Après s’être fait oublier pendant un temps, Abdelmalek Droukdel, alias Abou Moussaab Abdelwadoud, est réapparu à la lisière de la frontière algéro-malienne. C’est là qu’il a fini sa cavale meurtrière de près de 27 ans de terrorisme sanglant, mercredi dernier, 3 juin 2020, sous un déluge de feu de l’armée française, avertie de son passage par le renseignement américain et sans doute aussi par le renseignement algérien.

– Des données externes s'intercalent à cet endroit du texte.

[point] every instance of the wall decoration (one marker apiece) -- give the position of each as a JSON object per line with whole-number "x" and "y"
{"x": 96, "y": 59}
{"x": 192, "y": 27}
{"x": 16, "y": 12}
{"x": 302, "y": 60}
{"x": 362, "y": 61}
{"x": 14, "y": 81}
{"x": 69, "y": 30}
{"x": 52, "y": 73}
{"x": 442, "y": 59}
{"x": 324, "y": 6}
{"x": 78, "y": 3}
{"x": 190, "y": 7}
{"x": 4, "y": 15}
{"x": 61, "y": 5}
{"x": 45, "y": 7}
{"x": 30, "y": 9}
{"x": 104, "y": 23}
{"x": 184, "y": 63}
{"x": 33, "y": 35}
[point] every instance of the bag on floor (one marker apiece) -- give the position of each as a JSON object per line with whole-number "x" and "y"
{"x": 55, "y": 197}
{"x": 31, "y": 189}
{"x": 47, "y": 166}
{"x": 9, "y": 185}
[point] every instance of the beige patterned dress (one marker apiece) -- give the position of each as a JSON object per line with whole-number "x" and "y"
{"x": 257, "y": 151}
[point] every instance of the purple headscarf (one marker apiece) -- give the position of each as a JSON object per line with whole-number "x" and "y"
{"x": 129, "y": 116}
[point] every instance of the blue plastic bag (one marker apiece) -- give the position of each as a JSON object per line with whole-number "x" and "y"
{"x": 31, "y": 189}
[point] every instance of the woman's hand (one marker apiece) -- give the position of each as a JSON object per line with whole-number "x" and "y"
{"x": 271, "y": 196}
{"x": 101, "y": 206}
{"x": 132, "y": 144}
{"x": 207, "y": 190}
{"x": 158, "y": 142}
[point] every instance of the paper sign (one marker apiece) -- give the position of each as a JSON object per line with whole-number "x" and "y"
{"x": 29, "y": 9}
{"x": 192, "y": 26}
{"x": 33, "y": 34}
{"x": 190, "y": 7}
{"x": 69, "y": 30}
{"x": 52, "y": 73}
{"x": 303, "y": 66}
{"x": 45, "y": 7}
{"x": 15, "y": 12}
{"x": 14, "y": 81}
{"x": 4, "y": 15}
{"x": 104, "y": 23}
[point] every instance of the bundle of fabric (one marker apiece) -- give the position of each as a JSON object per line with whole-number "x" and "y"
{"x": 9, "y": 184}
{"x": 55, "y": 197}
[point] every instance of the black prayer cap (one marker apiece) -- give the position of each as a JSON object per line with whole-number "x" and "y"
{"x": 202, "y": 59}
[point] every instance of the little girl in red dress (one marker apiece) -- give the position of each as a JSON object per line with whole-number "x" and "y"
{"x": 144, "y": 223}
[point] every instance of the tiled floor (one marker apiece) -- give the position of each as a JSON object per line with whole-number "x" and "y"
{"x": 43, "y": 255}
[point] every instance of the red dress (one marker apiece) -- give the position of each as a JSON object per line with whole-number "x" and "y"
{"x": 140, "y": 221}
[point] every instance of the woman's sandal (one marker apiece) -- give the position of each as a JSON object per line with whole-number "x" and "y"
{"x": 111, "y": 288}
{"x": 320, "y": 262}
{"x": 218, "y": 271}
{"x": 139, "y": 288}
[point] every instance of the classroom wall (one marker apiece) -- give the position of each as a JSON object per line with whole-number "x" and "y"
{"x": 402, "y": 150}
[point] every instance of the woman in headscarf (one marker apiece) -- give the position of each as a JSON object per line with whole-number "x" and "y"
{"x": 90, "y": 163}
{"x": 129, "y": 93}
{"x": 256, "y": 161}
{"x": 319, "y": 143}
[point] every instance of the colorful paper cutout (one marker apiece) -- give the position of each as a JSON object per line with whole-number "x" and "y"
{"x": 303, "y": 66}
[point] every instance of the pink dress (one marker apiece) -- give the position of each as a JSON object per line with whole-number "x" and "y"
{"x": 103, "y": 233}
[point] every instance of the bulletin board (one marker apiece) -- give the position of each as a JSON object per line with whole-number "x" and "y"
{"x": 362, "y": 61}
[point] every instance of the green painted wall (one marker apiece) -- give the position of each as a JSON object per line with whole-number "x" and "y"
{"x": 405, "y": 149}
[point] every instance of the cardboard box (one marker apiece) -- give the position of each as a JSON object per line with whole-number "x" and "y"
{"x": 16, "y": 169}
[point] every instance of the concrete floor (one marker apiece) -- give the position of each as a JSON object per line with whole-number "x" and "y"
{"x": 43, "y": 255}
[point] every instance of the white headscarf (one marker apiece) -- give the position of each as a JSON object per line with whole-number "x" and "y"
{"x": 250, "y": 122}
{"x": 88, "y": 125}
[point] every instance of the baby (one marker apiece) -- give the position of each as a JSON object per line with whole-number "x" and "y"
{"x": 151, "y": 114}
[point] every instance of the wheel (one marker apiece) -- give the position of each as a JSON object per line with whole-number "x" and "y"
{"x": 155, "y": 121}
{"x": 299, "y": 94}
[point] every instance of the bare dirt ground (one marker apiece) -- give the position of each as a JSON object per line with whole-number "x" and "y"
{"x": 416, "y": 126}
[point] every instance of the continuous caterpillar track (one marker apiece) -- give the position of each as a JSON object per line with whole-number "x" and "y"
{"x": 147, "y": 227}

Une intervention composée d’hélicoptères et de troupes au sol
Selon le colonel Frédéric Barbry, porte-parole de l’état-major français, «l’action s’est déroulée au nord de l’Adrar des Ifoghas, à 80 km à l’est de Tessalit. Elle a été réalisée par un module d’intervention composé d’hélicoptères et de troupes au sol» des forces spéciales. Droukdel était accompagné d’un «petit groupe» d’hommes lorsqu’il a été «neutralisé», a-t-il indiqué, sans plus de détails.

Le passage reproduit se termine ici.